I spent most of my day on a scenic cruise into Kenai Fjords National Park. Thanks to rough seas, it was exhausting. After I regained my land legs and rested, I realized that I could still squeeze in a short hike before the end of a very long Alaskan day (the sun doesn’t set until around 11 p.m. in late spring and early summer in Seward). I figured I had plenty of time to hike the fairly easy trail out to Tonsina Point and back.
The trail has a very uneventful beginning. It starts near Lowell Point, south of Seward, and immediately plunges into the woods.
The path is gravel, and there’s only a slight elevation gain and drop along the way.
The trail meets up with a private road, which then splits off. The march through the woods continues for about a mile and a half, with no scenery along the way, other than trees. Then, you reach the upper end of Tonsina Point.

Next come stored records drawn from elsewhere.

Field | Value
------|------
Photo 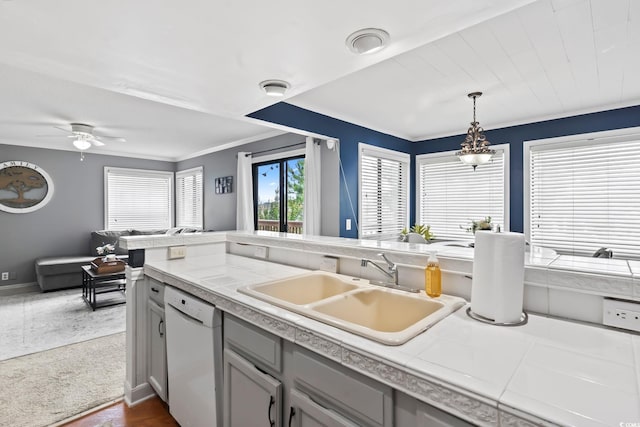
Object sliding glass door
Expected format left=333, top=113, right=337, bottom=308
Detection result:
left=253, top=156, right=305, bottom=233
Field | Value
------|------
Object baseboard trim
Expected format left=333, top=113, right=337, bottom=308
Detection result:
left=124, top=381, right=156, bottom=407
left=0, top=282, right=39, bottom=296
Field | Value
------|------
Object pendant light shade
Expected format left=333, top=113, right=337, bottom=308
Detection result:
left=456, top=92, right=495, bottom=170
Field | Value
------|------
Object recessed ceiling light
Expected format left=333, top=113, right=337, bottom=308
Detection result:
left=259, top=80, right=290, bottom=97
left=346, top=28, right=390, bottom=55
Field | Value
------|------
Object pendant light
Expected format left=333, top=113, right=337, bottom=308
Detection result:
left=456, top=92, right=495, bottom=170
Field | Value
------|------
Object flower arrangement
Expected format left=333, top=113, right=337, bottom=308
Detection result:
left=461, top=216, right=492, bottom=234
left=96, top=243, right=115, bottom=256
left=400, top=223, right=435, bottom=242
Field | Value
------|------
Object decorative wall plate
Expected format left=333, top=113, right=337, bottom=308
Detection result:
left=0, top=161, right=54, bottom=213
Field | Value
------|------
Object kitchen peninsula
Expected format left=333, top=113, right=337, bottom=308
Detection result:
left=120, top=231, right=640, bottom=427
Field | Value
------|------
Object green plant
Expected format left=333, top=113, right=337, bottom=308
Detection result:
left=461, top=216, right=492, bottom=234
left=400, top=224, right=435, bottom=241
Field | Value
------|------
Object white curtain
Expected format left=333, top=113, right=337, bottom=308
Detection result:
left=303, top=137, right=321, bottom=235
left=236, top=152, right=254, bottom=231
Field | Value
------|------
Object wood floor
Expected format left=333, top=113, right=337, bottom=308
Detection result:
left=61, top=396, right=178, bottom=427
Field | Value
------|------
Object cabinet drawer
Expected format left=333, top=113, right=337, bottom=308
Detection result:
left=293, top=349, right=393, bottom=427
left=148, top=278, right=165, bottom=306
left=224, top=315, right=281, bottom=373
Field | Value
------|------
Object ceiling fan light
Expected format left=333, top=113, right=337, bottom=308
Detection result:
left=73, top=138, right=91, bottom=151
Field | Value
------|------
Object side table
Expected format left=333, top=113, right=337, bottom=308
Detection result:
left=81, top=265, right=126, bottom=311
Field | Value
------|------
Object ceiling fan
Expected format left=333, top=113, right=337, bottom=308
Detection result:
left=38, top=123, right=126, bottom=151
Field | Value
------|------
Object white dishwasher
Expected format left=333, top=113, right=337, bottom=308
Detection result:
left=165, top=286, right=221, bottom=427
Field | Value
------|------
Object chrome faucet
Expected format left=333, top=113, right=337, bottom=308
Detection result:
left=361, top=252, right=398, bottom=286
left=360, top=253, right=419, bottom=293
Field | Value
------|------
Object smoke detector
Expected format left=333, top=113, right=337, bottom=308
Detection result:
left=346, top=28, right=390, bottom=54
left=260, top=80, right=290, bottom=97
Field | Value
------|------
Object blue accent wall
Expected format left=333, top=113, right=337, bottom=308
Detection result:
left=250, top=102, right=640, bottom=238
left=249, top=103, right=413, bottom=238
left=413, top=105, right=640, bottom=233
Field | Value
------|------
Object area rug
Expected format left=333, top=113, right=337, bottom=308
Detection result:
left=0, top=332, right=125, bottom=427
left=0, top=288, right=126, bottom=361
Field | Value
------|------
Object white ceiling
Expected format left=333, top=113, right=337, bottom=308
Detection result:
left=0, top=0, right=636, bottom=160
left=291, top=0, right=640, bottom=140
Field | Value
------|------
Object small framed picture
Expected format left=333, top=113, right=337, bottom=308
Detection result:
left=215, top=176, right=233, bottom=194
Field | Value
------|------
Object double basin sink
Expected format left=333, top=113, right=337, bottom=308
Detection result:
left=239, top=271, right=465, bottom=345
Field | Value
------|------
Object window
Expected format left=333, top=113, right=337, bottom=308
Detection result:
left=105, top=167, right=173, bottom=231
left=253, top=152, right=305, bottom=234
left=526, top=130, right=640, bottom=259
left=359, top=144, right=410, bottom=240
left=176, top=167, right=203, bottom=229
left=417, top=145, right=508, bottom=240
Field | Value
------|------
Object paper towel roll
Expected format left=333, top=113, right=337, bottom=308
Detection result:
left=470, top=231, right=525, bottom=324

Tonsina Creek splits in two, shortly before flowing out into Resurrection Bay. Tonsina Point is in between the two bridges that cross the creek.
Walk over the first bridge and hang a left…
… and you’re headed out onto the point. There’s a trail that circles out to the water and back.
Out on Tonsina Point, you’ll find lots of old stumps and tree trunks that have been tossed in the water and deposited on the gravely beach.
You might even find some wildflowers blooming out here.
I’m sure it would be much nicer with blue skies overhead, but even in the typical Alaskan gloom, it was still quite nice.
Once I made my way around the point and over to the other creek outlet, the trail was more faint. I had to push my way through some brush to rejoin the trail…
… at the second bridge. Then…
… it was time to head back into the woods. Sometime between taking that picture…
…and this one, I got that feeling that I wasn’t alone in the woods. That feeling can be especially creepy when you’re hiking on a cloudy day, well after 9 o’clock at night. It’s even creepier when you hear a very clear snorting sound from behind you.
I turned around and spotted a pretty good sized black bear, perhaps 50 yards behind me. He was off the trail by about 30 degrees from where I stood — but that just means that a minute earlier, I was much closer to him than I was now. I reached for my bear spray (which, for the first time, I had decided to purchase on this trip) and announced myself as a foul-tasting human who would be of no interest to him. Then, I walked backwards for a while, which is not an easy thing to do in the woods. The bear showed no interest in following me, which was a very good thing. I kept the bear spray in-hand for the rest of the hike, knowing that I really shouldn’t have been out in the wilderness this late at night — even if the sun was still up.
I took just a few more pictures on the way back. It’s funny how running into a bear in the woods can take your interest away from just about everything else. At this point, I was anxious to call it a day. I had gone on a boat. I had gone on a hike. I saw a bear. I was done.
The Bottom Line
The hike to Tonsina Point is fairly easy, and you can knock it out in a couple of hours — but you should add some extra time for enjoying the views of Resurrection Bay from the point. If you’re venturing on to Caines Head, make sure you understand the tide schedule (for hiking in both directions).